Bruce Harvey's Alternative Physics site

Newton's Laws of Motion



Keywords


acceleration, inertia, electric charge, pure charge theory
Newtons three laws of motion are.

  1. Every body will remain at rest, or in a uniform state of motion unless acted upon by a force.
  2. When a force acts upon a body, it imparts an acceleration proportional to the force and inversely proportional to the mass of the body and in the direction of the force.
  3. Every action has an equal and opposite reaction.


The exact meaning of the word action is not known, we generally take it to mean a force or an exchange of momentum.

The pure charge theory states that any change in the state of motion of an electric charge will generate a force opposing that change in motion. This force is proportional to the acceleration and to the energy content of the electric field of the charge. This translates into Newton's first and second laws. The charge cannot move off from rest or change its velocity out of some whim of its own, because a force would immediately arise opposing the change. Only if we exert a force on the charge will we produce an acceleration and that acceleration will be such as to generate a force equal and opposite to the force which caused the acceleration.

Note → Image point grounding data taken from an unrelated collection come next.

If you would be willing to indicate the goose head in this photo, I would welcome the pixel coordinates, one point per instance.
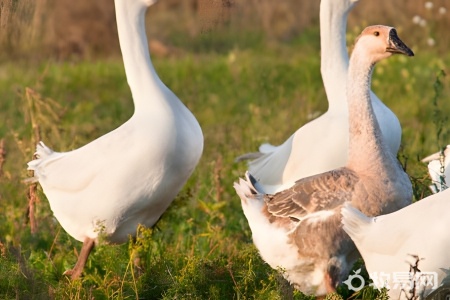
(381, 42)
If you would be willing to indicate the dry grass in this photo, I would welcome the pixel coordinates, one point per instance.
(65, 28)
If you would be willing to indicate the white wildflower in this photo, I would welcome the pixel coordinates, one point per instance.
(416, 19)
(428, 5)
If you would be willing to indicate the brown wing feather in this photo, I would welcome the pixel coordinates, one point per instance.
(314, 193)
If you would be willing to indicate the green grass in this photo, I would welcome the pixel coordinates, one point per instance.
(202, 247)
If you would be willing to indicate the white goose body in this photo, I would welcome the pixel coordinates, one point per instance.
(439, 169)
(322, 144)
(130, 175)
(298, 229)
(390, 244)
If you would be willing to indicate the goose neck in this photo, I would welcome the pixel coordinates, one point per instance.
(366, 145)
(334, 56)
(141, 75)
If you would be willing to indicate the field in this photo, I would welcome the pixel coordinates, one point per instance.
(245, 88)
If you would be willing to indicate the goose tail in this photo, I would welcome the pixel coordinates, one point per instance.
(354, 222)
(42, 152)
(248, 188)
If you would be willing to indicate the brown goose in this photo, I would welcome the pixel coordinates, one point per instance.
(298, 229)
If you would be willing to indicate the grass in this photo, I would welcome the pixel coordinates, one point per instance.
(202, 247)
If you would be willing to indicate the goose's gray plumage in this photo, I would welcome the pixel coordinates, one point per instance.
(298, 229)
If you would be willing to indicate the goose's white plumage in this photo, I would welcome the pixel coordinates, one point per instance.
(321, 145)
(389, 244)
(439, 169)
(130, 175)
(298, 229)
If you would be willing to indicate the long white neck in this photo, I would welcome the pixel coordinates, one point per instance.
(334, 56)
(366, 144)
(141, 75)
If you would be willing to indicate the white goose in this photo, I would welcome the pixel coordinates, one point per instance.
(390, 244)
(439, 169)
(130, 175)
(298, 229)
(321, 145)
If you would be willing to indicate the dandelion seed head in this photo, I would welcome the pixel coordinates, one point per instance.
(416, 19)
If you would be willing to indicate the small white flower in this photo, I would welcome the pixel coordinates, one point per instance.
(416, 19)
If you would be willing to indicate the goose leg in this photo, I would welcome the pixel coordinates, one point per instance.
(86, 249)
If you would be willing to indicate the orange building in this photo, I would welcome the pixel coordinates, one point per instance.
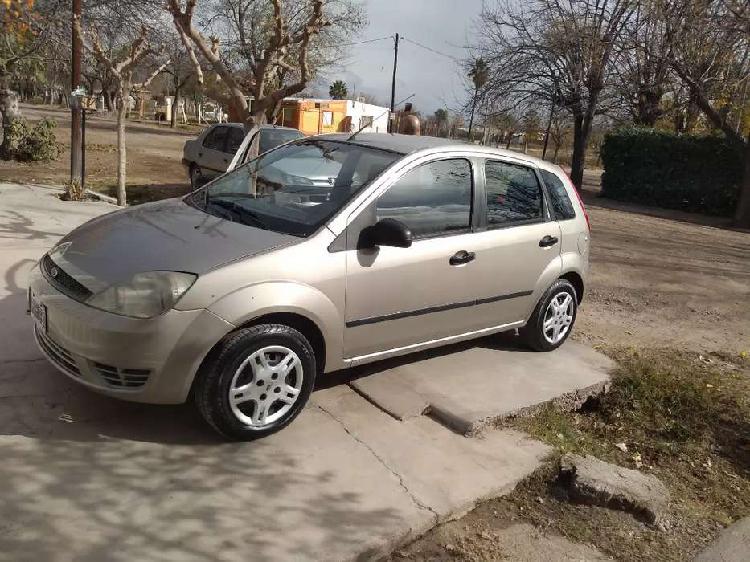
(314, 117)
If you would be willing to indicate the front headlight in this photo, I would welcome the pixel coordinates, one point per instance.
(146, 295)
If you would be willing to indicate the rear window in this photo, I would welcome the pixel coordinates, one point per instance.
(561, 205)
(234, 139)
(215, 138)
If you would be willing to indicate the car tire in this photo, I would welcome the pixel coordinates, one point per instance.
(550, 324)
(196, 177)
(255, 381)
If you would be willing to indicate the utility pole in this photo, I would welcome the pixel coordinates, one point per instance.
(393, 82)
(549, 123)
(75, 116)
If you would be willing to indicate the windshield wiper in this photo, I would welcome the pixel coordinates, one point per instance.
(242, 212)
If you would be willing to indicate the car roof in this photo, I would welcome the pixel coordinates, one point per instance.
(403, 144)
(264, 126)
(408, 144)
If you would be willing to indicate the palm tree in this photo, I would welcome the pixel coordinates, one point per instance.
(338, 90)
(478, 73)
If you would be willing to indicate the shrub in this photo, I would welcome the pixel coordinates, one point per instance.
(13, 137)
(39, 143)
(691, 173)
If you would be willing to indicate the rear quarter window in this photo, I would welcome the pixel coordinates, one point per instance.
(559, 200)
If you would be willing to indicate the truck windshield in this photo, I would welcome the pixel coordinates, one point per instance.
(294, 189)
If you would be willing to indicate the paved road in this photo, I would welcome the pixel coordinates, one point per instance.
(84, 477)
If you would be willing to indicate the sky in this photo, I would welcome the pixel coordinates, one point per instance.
(442, 25)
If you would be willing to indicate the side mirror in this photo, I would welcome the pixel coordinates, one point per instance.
(386, 232)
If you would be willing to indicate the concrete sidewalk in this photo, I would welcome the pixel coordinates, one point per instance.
(85, 477)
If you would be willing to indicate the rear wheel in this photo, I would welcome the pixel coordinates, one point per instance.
(256, 381)
(553, 318)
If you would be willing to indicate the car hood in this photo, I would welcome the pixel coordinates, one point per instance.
(168, 235)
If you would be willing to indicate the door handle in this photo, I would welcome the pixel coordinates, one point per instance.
(461, 257)
(547, 241)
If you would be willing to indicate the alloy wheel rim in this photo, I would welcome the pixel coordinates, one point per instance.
(558, 317)
(266, 386)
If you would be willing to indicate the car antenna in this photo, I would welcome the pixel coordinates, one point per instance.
(378, 117)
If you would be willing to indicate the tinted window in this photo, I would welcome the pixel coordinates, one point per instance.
(295, 188)
(561, 205)
(271, 138)
(431, 199)
(215, 138)
(513, 193)
(234, 139)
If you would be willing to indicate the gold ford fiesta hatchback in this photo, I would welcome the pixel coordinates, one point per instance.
(321, 254)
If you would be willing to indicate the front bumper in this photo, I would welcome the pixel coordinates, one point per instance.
(152, 360)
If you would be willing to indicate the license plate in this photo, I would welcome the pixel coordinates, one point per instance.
(38, 313)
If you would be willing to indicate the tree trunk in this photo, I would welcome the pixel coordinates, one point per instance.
(471, 117)
(10, 112)
(742, 214)
(107, 99)
(649, 108)
(175, 105)
(581, 128)
(121, 153)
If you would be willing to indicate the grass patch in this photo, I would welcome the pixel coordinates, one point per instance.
(684, 418)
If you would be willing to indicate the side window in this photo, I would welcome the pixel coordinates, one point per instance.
(513, 194)
(234, 139)
(559, 200)
(432, 199)
(215, 138)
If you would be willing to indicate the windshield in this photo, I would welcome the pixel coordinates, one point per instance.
(271, 138)
(295, 188)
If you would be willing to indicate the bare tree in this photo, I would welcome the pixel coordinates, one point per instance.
(642, 67)
(547, 48)
(272, 49)
(711, 56)
(478, 73)
(24, 33)
(122, 71)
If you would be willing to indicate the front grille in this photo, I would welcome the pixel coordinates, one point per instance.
(122, 378)
(62, 281)
(57, 354)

In Newtonian mechanics, we call any object we want to deal with a body, be it an electron or a planet. The pure charge theory demonstrates that a single charge will obey Newtons laws of motion. Kilogram weights, railway engines and planets are composed of real matter made up of three types of charged particles called electrons, up quarks and down quarks. If we model these with pure charges, we can construct a model of a lump of real matter. We find that the motion of individual charges is very complex, but we can consider the motion of a charge within a body to be due to internal motion within its atom plus thermal motion of its atom plus the motion of the body. We can then examine the kinetic energy of a charge in terms of these components of its motion. This is dominated by the velocity of the charge within its atom and fluctuates wildly as the charges interact. If we sum over all the charges in a single atom, we can identify a set of terms which represent the kinetic energy of the atom and a set of terms which give the internal energy of the atom. We can now consider a group of atoms which comprise a body, in the Newtonian mechanics sense of the word, and do the same thing again. We can now identify a set of terms which gives the kinetic energy of the body, a set of terms which give the thermal energy of the body and a set of terms giving the internal kinetic energy of the atoms.

The fact that we can correctly identify a set of terms which contain the kinetic energy of a body composed of atoms, which in tern are composed of charged particles, means that changes in the state of motion of the body will require the action of forces which impart to, or adsorb from, the corresponding change in kinetic energy of the body. Thus the body as such obeys Newton's of motion because each one of its component charges obeys them. We can never do the actual arithmetic because a kilogram mass contains about 1027 individual charges and we would need to look at their motion about 1017 times every second. Fortunately this kind of problem was tackled some time ago in the branch of physics called statistical thermodynamics.